Giną ptaki, ryby, pszczoły... zatrzymajmy się, popatrzy
uważniej wokoło!
Płaczą niebiescy Aniołowie, płaczą nawet krwawymi łzami
gipsowe figurki Maryji, bo widzą nasi opiekunowie, że ludzi
otaczają coraz większe kordony „aniołów śmierci”, a każdy z
nich trzyma w ręku swoje narzędzie zbrodni. Nasze dobre
Anioły wychodzą do nas naprzeciw, modlą się za nas i nas
proszą, aby się modlić i umożliwić duszy ucieczkę przed
demonami, które już szykują się na wspaniałą zabawę.
Ale jakże ty duszo wyfruniesz kiedy jesteś taka brzemienna w
swoje złe czyny? Mogą być otwarte wszystkie niebieskie
bramy, ale ty nie dasz rady ... w tym momencie wiele dusz
ujrzy co im Bóg naszykował u siebie, że dotrzymał obietnicy,
ale dusza mocno obciążona nie jest w stanie wytrzymać
Światłości Boga i sama ucieka w ciemność.

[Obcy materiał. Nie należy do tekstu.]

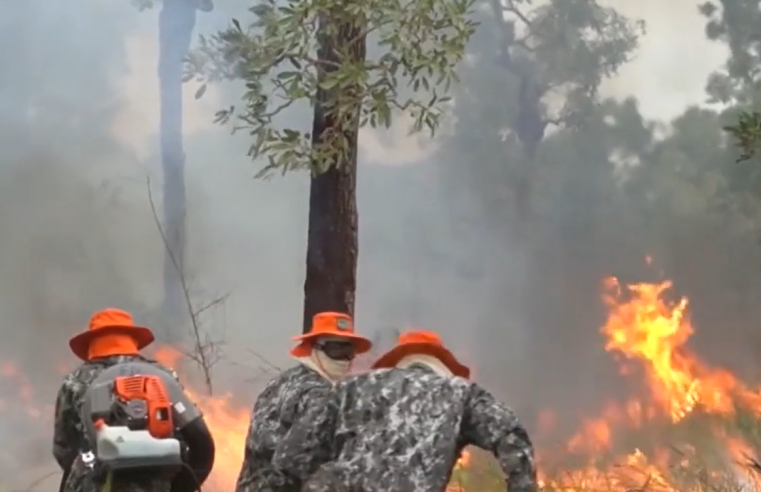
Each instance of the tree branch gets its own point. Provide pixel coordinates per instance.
(205, 351)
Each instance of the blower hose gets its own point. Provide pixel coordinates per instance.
(200, 459)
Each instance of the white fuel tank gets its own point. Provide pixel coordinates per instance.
(121, 447)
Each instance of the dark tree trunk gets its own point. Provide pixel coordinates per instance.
(176, 23)
(332, 247)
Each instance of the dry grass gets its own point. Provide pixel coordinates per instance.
(691, 456)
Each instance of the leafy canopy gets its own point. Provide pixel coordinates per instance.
(278, 56)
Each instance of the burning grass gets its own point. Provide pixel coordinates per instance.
(695, 428)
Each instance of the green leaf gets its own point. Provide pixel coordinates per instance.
(201, 91)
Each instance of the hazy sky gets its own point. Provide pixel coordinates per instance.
(668, 74)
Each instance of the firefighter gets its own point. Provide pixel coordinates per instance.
(324, 356)
(402, 426)
(112, 340)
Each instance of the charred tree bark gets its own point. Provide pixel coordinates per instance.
(332, 247)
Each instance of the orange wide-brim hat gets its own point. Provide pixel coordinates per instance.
(424, 343)
(337, 325)
(106, 322)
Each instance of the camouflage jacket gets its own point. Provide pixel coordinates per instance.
(285, 399)
(402, 430)
(69, 438)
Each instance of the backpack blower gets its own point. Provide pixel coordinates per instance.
(138, 420)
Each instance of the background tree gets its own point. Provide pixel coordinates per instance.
(177, 20)
(533, 68)
(420, 44)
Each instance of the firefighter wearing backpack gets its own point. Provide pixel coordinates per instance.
(122, 421)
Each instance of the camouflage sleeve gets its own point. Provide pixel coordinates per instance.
(490, 425)
(308, 443)
(65, 434)
(245, 477)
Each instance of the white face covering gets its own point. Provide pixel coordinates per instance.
(334, 369)
(331, 369)
(425, 360)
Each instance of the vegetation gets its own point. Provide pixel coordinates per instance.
(315, 52)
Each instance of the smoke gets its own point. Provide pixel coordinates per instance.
(78, 129)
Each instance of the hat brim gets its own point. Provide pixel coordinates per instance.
(304, 348)
(80, 344)
(392, 357)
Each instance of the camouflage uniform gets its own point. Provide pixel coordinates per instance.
(402, 430)
(69, 438)
(284, 400)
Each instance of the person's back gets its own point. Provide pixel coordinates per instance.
(401, 427)
(398, 429)
(324, 356)
(112, 340)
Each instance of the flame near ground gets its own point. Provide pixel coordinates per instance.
(693, 430)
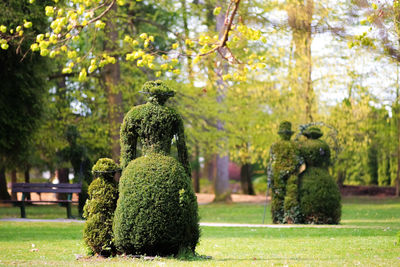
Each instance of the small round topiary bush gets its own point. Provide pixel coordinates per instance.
(100, 207)
(319, 197)
(157, 208)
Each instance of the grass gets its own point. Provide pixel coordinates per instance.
(58, 243)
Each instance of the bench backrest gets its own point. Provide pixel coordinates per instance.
(46, 188)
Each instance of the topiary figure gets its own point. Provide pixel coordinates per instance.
(319, 193)
(284, 162)
(99, 208)
(157, 209)
(315, 151)
(319, 197)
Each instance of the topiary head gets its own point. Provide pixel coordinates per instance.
(158, 91)
(71, 134)
(105, 168)
(285, 130)
(313, 133)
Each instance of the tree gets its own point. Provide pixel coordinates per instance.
(23, 86)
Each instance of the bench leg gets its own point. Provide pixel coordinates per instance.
(69, 216)
(23, 214)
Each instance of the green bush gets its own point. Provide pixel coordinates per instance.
(157, 209)
(100, 207)
(291, 203)
(315, 152)
(284, 163)
(319, 197)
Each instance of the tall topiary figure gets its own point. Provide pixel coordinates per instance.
(283, 166)
(157, 209)
(99, 208)
(319, 193)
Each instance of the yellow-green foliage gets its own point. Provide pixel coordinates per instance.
(319, 197)
(157, 209)
(100, 207)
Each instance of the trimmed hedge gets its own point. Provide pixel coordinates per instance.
(157, 209)
(284, 162)
(315, 152)
(319, 197)
(100, 207)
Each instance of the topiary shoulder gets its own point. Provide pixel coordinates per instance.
(157, 209)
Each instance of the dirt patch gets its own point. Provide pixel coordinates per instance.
(203, 198)
(371, 190)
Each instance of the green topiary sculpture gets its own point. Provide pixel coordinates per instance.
(319, 193)
(99, 208)
(284, 162)
(157, 209)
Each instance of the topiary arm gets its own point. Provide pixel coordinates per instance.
(128, 140)
(182, 149)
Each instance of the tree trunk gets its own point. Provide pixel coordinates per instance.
(245, 179)
(4, 195)
(112, 76)
(63, 174)
(27, 179)
(221, 183)
(196, 171)
(300, 15)
(13, 181)
(398, 152)
(209, 168)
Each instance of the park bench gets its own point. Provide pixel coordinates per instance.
(39, 188)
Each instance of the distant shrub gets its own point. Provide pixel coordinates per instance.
(319, 197)
(100, 207)
(154, 189)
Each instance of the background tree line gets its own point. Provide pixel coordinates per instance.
(295, 64)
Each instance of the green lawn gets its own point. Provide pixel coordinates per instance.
(368, 240)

Prawdziwa dusza to ta święta, która wytrwale biegnie do
nieśmiertelności. Inne dusze pod wpływem własnej ignorancji
zubożają swoje energetyczne pola, w ten sposób pchają się w
niewolę ... i tu trzeba już wiedzieć jak wyglądają subtelne
ciała ludzi, którzy pałają nienawiścią, szukają zemsty,
nadużywają alkoholu, narkotyków, mają wilczy apetyt na seks,
czy inne pragnienia ... a szczególni żałośnie wyglądają ci,
którzy czerpią przyjemność z manipulacji i wyniszczania
innych ludzi. Trzeba zrozumieć co robi z subtelnym ciałem
nasze ego: nadmiar poczucia własnej wartości, zarozumiałość,
dwoistość myślenia i błędnego postępowania wobec Boga.
Duża
ilość ego wyrządza człowiekowi wielką szkodę, krzywdzi sam
siebie. Ciała subtelne tych osób po śmierci przejdą do
poziomu Bhuvaloka (blisko ziemi) lub Paataal (piekło), bo
tak jak nie połączy się oliwa z wodą, również nie połączą
się energie z różnych poziomów Stąd biorą się anioły,
święci, demony, duchy nieczyste, znaczy przemówią w nich ich
poziomy duchowe wynikające z ich czynów (karmy) jaką
kultywowali podczas życia na Ziemi. I nie ma tu nic
wspólnego z karą Bożą, każdy automatycznie dostaje według
swoich zasług. W kolejce do świętości trzeba mieć co
najmniej 75% potencjału duchowego i już te osoby mogą
identyfikować się z zasadą Boga.
Z drugiej strony stoi „czarnoksiężnik”, który też jest dumny
z siebie, że zdobył świeżą duszę za pomocą ego i pięciu
zmysłów człowieka.
I nie ma siły, aby subtelne ciało, które wypełniamy po
swojemu własnym „nadzieniem” w chwili odklejenia się od
ciała zmieniło swój charakter. Żadna energia nie może być ot
tak sobie zniszczona, czy bez powodu przekształcona i
niestety to co sobie stworzyliśmy w naszym doczesnym życiu
będzie żyło dalej w swoim świecie na poziomie ducha. A
różnica między tymi światami jest olbrzymia, niczym
mieszkanie w pałacu i slamsie. Dla tych osób, które mocno
wierzą w swoją „bezgrzeszność”, świętość a nawet boskość
może to być wielki szok kiedy odejdą z tego świata i wkroczą
w świat ducha. I jakie by tu ktoś nie wytoczył argumenty,
dla mnie jest to mało ważne ... coś tam na ten temat wiem
troszkę więcej. Przerabiałam w tym życiu dwa razy NDE
(śmierć kliniczną).
Czas, aby również pomyśleć o duszy jako zjawisku fizycznym,
strukturze elektromagnetycznej. W duszy po śmierci pozostają
te same wspomnienia, uczucia, wady, myśli, nierozliczone
porachunki (nawet długi), i inne nierozwiązane sprawy, a u
wielu dusz jest wielki głód, aby powrócić do świata
fizycznego i dokonać zemsty. Takie duchy stają się
pasożytami, mają demoniczne zachowania.
Lepiej wcześniej wprowadzić w swoje ciało harmonię i
równowagę umysłową, trzymać w ryzach emocje i nie dopuścić
do takiego przeznaczenia, w dodatku z własnej woli.
Pamiętajmy! Nawet Bóg
szanuje naszą wolną wolę i nie zrobi nic przeciwko naszemu
uporowi, a czarnoksiężnik nie zalicza się do takich
gentlemanów, sam podkłada nogę i szybko upomni się o swoje.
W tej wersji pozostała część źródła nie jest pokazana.